Governments will argue they are open, but this is in only a relative sense when compared to private corporations (as opposed to open source projects). Take, for example, Freedom of Information (FOI) requests infrastructure in Canada. Put aside the fact that this system is simultaneously open to abuse, overwhelmed, and outdated. Think about the idea of FOI. The fact that information is by default secret (or functionally secret since it is inaccessible) is itself a powerful indication of how fundamentally opaque the workings of government remain. If information growth is exponential, how much data can the government not only manage but effectively assess the confidentiality of on a regular basis? And at what cost? In a world where open models function with great efficiency, how long before the public loses all confidence?
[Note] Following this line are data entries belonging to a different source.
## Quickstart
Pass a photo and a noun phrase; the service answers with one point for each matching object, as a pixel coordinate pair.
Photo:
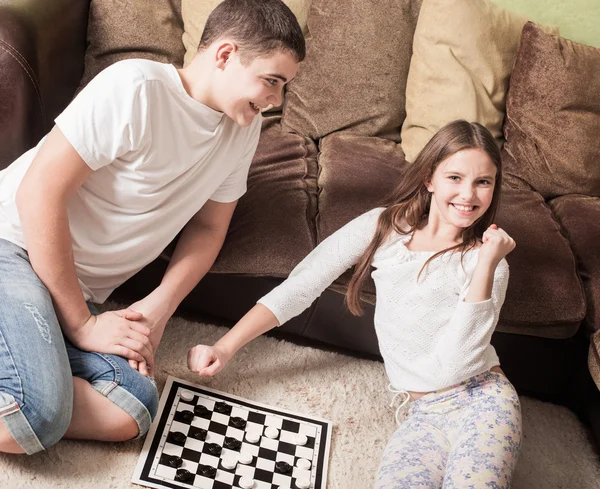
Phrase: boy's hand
(116, 333)
(496, 245)
(155, 316)
(206, 360)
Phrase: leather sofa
(300, 190)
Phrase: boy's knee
(35, 424)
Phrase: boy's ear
(225, 50)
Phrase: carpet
(557, 452)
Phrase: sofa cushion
(120, 30)
(579, 216)
(463, 55)
(354, 75)
(273, 225)
(195, 13)
(578, 20)
(355, 174)
(553, 116)
(545, 296)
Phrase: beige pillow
(119, 29)
(195, 13)
(463, 52)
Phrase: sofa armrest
(42, 48)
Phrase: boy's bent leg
(486, 444)
(36, 388)
(115, 395)
(414, 458)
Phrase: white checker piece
(184, 429)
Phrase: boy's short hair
(259, 27)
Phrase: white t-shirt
(158, 155)
(429, 337)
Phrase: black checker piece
(267, 454)
(223, 408)
(237, 422)
(232, 443)
(171, 460)
(183, 475)
(197, 433)
(213, 448)
(202, 411)
(207, 471)
(290, 426)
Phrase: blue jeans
(37, 363)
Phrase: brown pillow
(552, 124)
(123, 29)
(354, 75)
(463, 54)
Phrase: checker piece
(187, 396)
(238, 422)
(183, 475)
(200, 410)
(246, 483)
(223, 408)
(232, 443)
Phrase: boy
(144, 150)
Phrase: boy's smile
(245, 90)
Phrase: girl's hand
(496, 245)
(206, 361)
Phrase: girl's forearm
(482, 282)
(257, 321)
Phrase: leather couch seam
(19, 58)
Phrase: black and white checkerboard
(190, 440)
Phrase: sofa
(312, 173)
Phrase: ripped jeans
(37, 363)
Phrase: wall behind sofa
(578, 20)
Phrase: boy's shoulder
(137, 71)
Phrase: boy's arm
(196, 251)
(54, 176)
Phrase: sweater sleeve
(321, 267)
(462, 347)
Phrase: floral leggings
(465, 437)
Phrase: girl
(441, 278)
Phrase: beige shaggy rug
(557, 452)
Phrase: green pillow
(578, 20)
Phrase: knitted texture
(429, 337)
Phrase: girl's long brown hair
(407, 208)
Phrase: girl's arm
(461, 349)
(306, 282)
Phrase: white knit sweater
(429, 337)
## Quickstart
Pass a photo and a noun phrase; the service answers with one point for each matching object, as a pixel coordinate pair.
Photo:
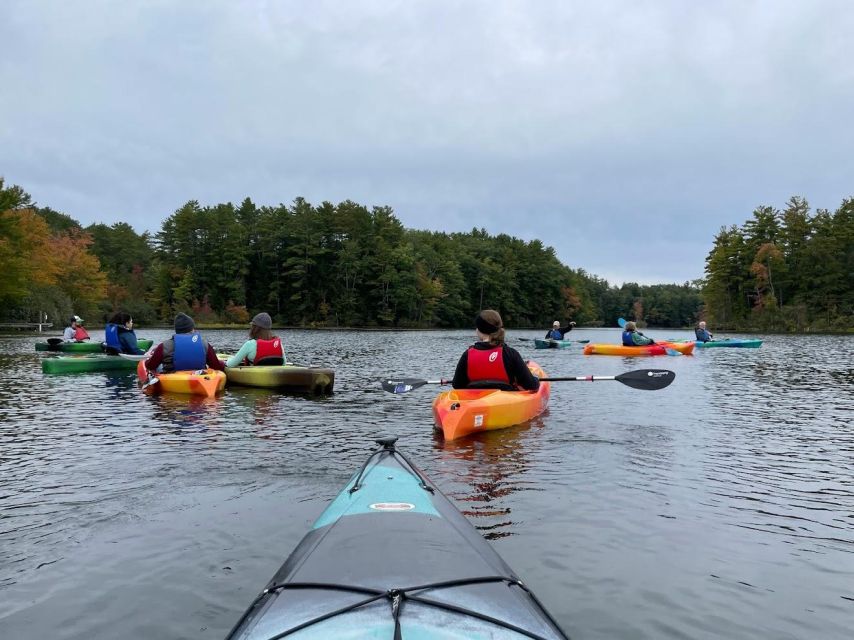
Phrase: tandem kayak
(204, 382)
(391, 557)
(91, 362)
(460, 412)
(85, 347)
(658, 349)
(550, 343)
(314, 380)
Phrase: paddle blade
(647, 379)
(402, 385)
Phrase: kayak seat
(491, 384)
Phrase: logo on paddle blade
(392, 506)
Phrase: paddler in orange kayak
(489, 363)
(185, 351)
(634, 338)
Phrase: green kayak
(85, 347)
(89, 362)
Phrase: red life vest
(487, 365)
(267, 349)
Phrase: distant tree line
(318, 266)
(786, 270)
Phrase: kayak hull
(205, 382)
(740, 344)
(658, 349)
(86, 347)
(548, 343)
(461, 412)
(391, 530)
(314, 380)
(84, 363)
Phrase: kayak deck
(85, 347)
(204, 382)
(460, 412)
(391, 555)
(657, 349)
(314, 380)
(84, 363)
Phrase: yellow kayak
(460, 412)
(657, 349)
(204, 382)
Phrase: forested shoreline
(348, 265)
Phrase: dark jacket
(517, 370)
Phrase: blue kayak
(391, 557)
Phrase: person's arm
(155, 359)
(519, 372)
(248, 350)
(212, 361)
(461, 374)
(641, 340)
(129, 344)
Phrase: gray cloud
(622, 133)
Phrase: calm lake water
(720, 507)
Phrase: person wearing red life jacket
(75, 331)
(491, 364)
(262, 348)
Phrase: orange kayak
(658, 349)
(205, 382)
(460, 412)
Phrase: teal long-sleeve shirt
(248, 351)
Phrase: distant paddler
(634, 338)
(75, 332)
(557, 332)
(120, 336)
(262, 348)
(702, 333)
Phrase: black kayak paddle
(644, 379)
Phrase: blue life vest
(111, 331)
(189, 352)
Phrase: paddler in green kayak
(557, 332)
(634, 338)
(489, 363)
(75, 332)
(702, 333)
(262, 348)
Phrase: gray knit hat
(263, 320)
(184, 323)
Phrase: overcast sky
(624, 134)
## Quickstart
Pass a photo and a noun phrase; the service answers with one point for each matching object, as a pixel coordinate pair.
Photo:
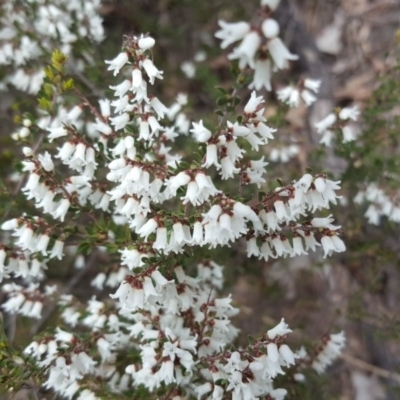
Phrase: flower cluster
(162, 326)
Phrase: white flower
(117, 63)
(211, 156)
(57, 250)
(148, 228)
(146, 43)
(272, 4)
(61, 209)
(349, 113)
(312, 84)
(290, 96)
(56, 133)
(280, 330)
(122, 88)
(270, 28)
(151, 71)
(201, 133)
(120, 121)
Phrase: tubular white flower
(146, 43)
(280, 54)
(262, 75)
(201, 133)
(272, 4)
(117, 63)
(151, 71)
(270, 28)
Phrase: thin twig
(67, 289)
Why does this matter? Because successful platforms are very rarely those that are opaque and self-appointed as credible. Quite the opposite: platforms for innovation work because they are transparent, are accessible, and can be remixed. And yet reorienting governments from an authority model based on objectivity to one based on transparency is possibly one of the single greatest obstacles.
The combination of these four forces—the Coasean collapse, the long tail of public policy, patch culture, and the death of objectivity—is reshaping how governments operate and their relationship with citizens, and is presenting them with an opportunity to establish themselves as platforms for innovation. But they simultaneously serve as enormous challenges to the status quo. Virtually everyone I speak to in government talks about the stress of change and uncertainty they currently experience. This is hardly surprising. Sociologist William Ogburn once noted that social stresses can arise out of the uneven rates of change in different sectors of society. Today, the gap between the government and the private sector (particularly the tech sector) has become enormous.
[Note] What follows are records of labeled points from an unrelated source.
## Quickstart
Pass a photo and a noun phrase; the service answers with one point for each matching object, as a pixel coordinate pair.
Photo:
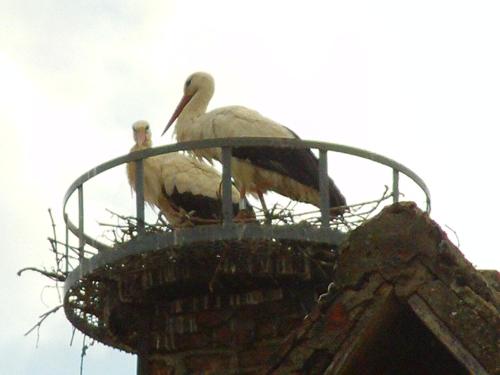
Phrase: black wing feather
(298, 164)
(203, 207)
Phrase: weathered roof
(403, 298)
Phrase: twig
(455, 233)
(84, 352)
(42, 319)
(51, 275)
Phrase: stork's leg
(264, 207)
(242, 203)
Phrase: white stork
(290, 172)
(178, 184)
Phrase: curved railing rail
(227, 144)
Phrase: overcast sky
(418, 82)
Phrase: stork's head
(198, 84)
(142, 134)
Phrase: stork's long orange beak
(185, 100)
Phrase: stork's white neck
(198, 104)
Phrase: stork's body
(290, 172)
(178, 184)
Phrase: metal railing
(226, 144)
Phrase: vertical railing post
(81, 229)
(139, 194)
(66, 269)
(395, 186)
(323, 188)
(227, 199)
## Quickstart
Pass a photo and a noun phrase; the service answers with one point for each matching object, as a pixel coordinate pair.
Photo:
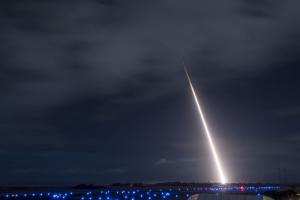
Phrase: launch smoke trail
(210, 140)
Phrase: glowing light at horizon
(210, 140)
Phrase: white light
(210, 140)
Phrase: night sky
(93, 91)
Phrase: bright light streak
(210, 140)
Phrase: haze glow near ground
(210, 140)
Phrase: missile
(207, 132)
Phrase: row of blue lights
(136, 194)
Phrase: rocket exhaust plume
(210, 140)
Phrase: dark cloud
(98, 87)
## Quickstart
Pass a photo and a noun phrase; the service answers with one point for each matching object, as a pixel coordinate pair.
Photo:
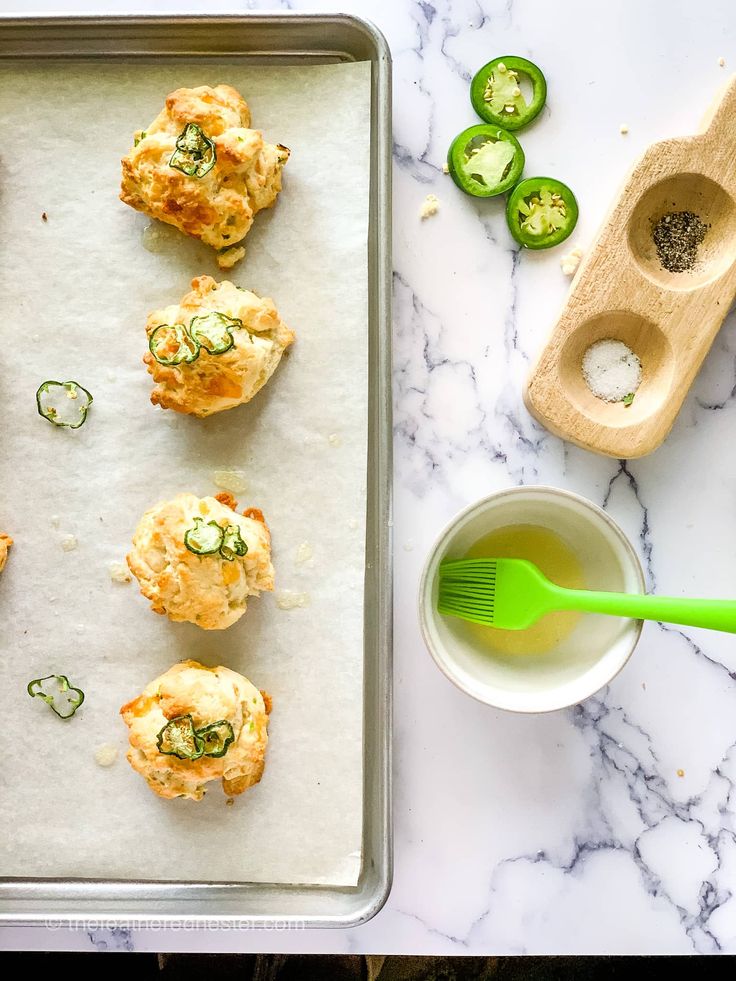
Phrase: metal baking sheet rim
(87, 904)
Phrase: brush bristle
(467, 588)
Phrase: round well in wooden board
(713, 205)
(646, 340)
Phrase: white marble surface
(573, 832)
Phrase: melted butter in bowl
(564, 657)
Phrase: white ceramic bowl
(595, 651)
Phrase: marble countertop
(608, 828)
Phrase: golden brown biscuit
(5, 542)
(207, 589)
(207, 695)
(199, 167)
(215, 382)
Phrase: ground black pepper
(677, 236)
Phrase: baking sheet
(76, 291)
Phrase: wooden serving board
(622, 291)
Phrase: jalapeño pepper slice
(195, 153)
(65, 404)
(58, 693)
(214, 331)
(497, 96)
(216, 738)
(541, 212)
(171, 344)
(204, 539)
(485, 160)
(179, 738)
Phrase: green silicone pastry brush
(512, 594)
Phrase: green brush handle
(713, 614)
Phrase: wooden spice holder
(622, 291)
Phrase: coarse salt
(569, 263)
(287, 599)
(106, 754)
(611, 370)
(232, 480)
(119, 572)
(430, 206)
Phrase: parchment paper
(76, 290)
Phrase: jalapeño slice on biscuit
(214, 331)
(204, 539)
(170, 344)
(179, 738)
(195, 153)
From the inside, the transition from a civil service that is corporate and opaque to one that is transparent, open, and platform-oriented risks looking like it will be gut-wrenching, challenging, and painful. Reengineering processes, metrics, worldviews, roles, and, above all, a 100-year-old culture and values set deeply embedded within civil service is scary. We all fear change, particularly if we fear that change might erode our influence. Ironically, however, it is the resistance that will erode power and influence. Those governments, and especially those civil services, that embrace these shifts and develop appropriate strategies will discover that they are still influential—just in new and unforeseen ways.